Drawing conclusions about how this phenomenon affects the rates of carbon dioxide released from warming soils and how that feeds into climate change is “a step too far” at the moment, Tveit says. “It will likely enable the organisms to deplete the soil more of carbon than they would have been able to without ribosome regulations. They can keep going at a higher rate for a longer time than they would otherwise [be able to].”
See “Incorporating Soil Microbes in Climate Change Models”
“While these findings need to be confirmed in other soils to assess whether they can be generalized, they represent a decisive step toward a better mechanistic understanding of microbial responses to warming,” writes Monteux. “The fate of soil organic matter and the greenhouse gas emissions that might result from its decomposition in a warmer world has a global reach. And understanding microbial responses to warming is necessary to accurately include it in biogeochemical models.”
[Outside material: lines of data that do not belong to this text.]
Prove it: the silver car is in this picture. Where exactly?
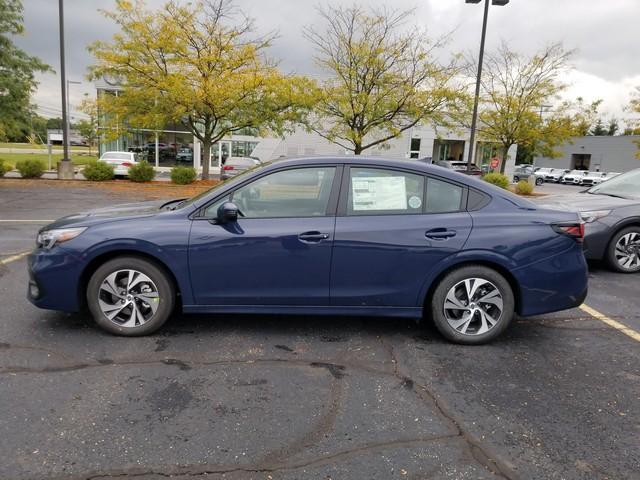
[220,157,260,180]
[513,165,544,185]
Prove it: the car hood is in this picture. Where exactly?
[42,200,172,230]
[534,193,640,212]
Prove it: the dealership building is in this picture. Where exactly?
[96,82,517,175]
[533,135,640,173]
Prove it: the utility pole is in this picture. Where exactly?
[465,0,509,172]
[58,0,73,180]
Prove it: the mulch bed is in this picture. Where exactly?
[0,178,220,200]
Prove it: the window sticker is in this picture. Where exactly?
[409,195,422,209]
[351,177,408,211]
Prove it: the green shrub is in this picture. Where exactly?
[129,160,156,182]
[516,180,533,195]
[16,158,44,178]
[82,161,113,182]
[0,158,11,177]
[482,173,509,189]
[171,166,198,185]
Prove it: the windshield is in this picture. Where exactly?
[176,162,270,208]
[587,168,640,199]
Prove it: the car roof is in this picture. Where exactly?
[263,155,532,202]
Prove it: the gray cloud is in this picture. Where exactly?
[16,0,640,120]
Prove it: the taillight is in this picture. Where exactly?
[551,222,584,243]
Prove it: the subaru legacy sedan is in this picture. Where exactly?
[28,157,587,344]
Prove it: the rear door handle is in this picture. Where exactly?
[298,231,329,243]
[424,228,456,240]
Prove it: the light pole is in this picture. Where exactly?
[66,80,82,145]
[465,0,509,172]
[58,0,73,180]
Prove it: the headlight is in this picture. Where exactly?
[36,227,87,249]
[580,210,611,223]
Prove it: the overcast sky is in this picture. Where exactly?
[15,0,640,125]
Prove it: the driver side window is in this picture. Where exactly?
[207,167,336,218]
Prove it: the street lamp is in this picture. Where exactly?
[58,0,74,180]
[465,0,509,172]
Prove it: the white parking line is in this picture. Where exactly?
[578,303,640,342]
[0,251,31,265]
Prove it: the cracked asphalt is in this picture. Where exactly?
[0,184,640,480]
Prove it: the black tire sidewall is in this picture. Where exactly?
[430,265,515,345]
[87,257,175,337]
[606,227,640,273]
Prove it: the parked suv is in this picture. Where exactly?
[513,165,544,185]
[560,170,590,185]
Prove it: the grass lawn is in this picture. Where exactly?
[0,153,98,168]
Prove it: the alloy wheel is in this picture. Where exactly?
[444,278,504,335]
[98,270,160,328]
[615,232,640,271]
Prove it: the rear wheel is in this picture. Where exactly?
[607,227,640,273]
[87,257,175,336]
[431,265,515,345]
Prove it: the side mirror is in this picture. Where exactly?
[218,202,238,223]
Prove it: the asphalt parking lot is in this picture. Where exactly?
[0,184,640,480]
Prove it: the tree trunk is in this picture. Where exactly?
[202,139,211,180]
[500,145,511,175]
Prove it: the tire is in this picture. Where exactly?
[87,256,176,337]
[605,227,640,273]
[430,265,515,345]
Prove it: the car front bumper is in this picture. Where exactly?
[27,247,84,312]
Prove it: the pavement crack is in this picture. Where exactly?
[379,336,519,480]
[49,434,459,480]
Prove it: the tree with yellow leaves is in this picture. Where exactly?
[461,43,601,173]
[305,6,459,155]
[89,0,312,179]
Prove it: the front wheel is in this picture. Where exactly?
[87,257,175,337]
[431,265,515,345]
[607,227,640,273]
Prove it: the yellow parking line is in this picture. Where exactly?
[0,251,31,265]
[578,303,640,342]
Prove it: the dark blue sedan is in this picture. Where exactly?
[28,157,587,344]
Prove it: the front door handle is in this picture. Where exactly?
[424,228,456,240]
[298,230,329,243]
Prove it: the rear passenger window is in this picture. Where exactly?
[347,167,424,215]
[426,178,462,213]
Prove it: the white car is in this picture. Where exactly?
[560,170,591,185]
[544,168,571,183]
[100,152,138,177]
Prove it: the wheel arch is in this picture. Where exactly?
[77,249,182,308]
[422,260,522,316]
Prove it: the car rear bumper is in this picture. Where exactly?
[27,247,82,312]
[512,244,588,317]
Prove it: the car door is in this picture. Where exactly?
[331,165,472,307]
[189,165,341,306]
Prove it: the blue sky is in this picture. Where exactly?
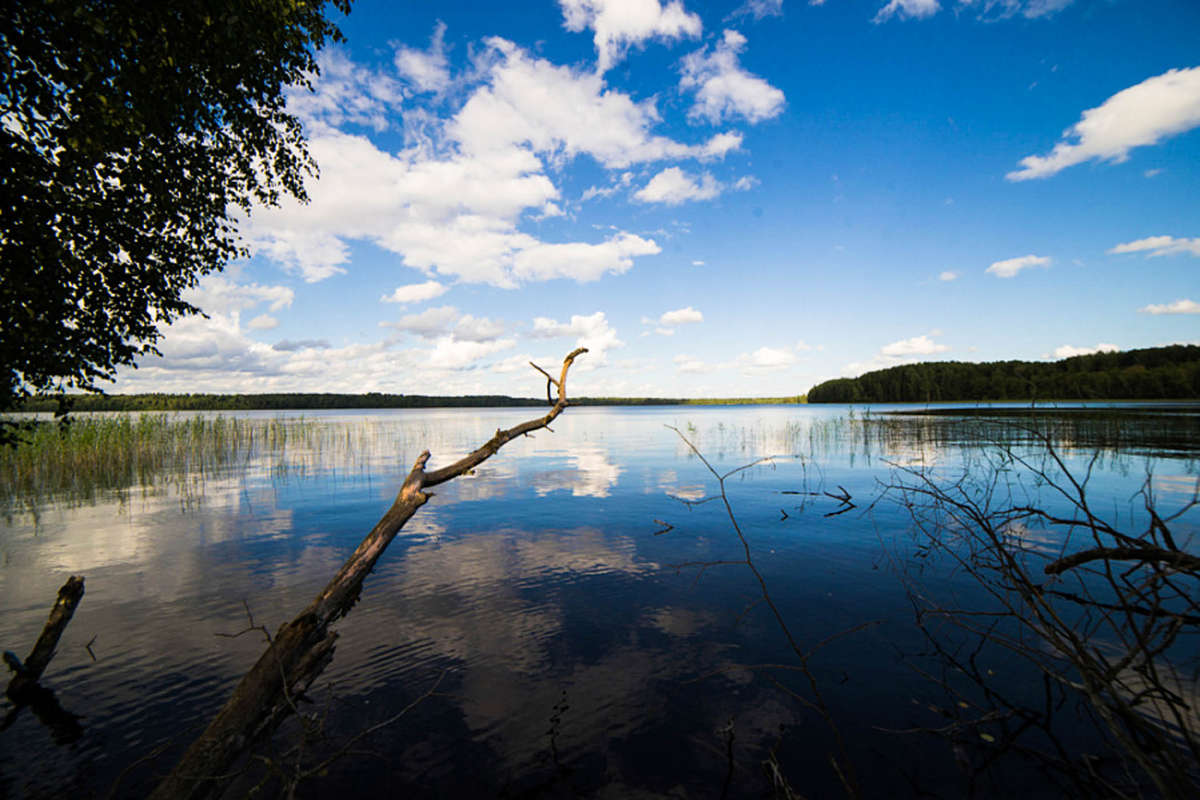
[115,0,1200,397]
Coauthor Andrea Söllinger, a microbial ecologist at The Arctic University of Norway, is now investigating whether such warming-induced ribosome regulation also happens at a shorter timescale, within weeks and days.—Preliminary experiments also showed that a similar reduction in ribosomes occurs in other types of soils, such as forest soils, says Tveit. “They react to removing their own resources by adjusting the central protein biosynthesis machinery.”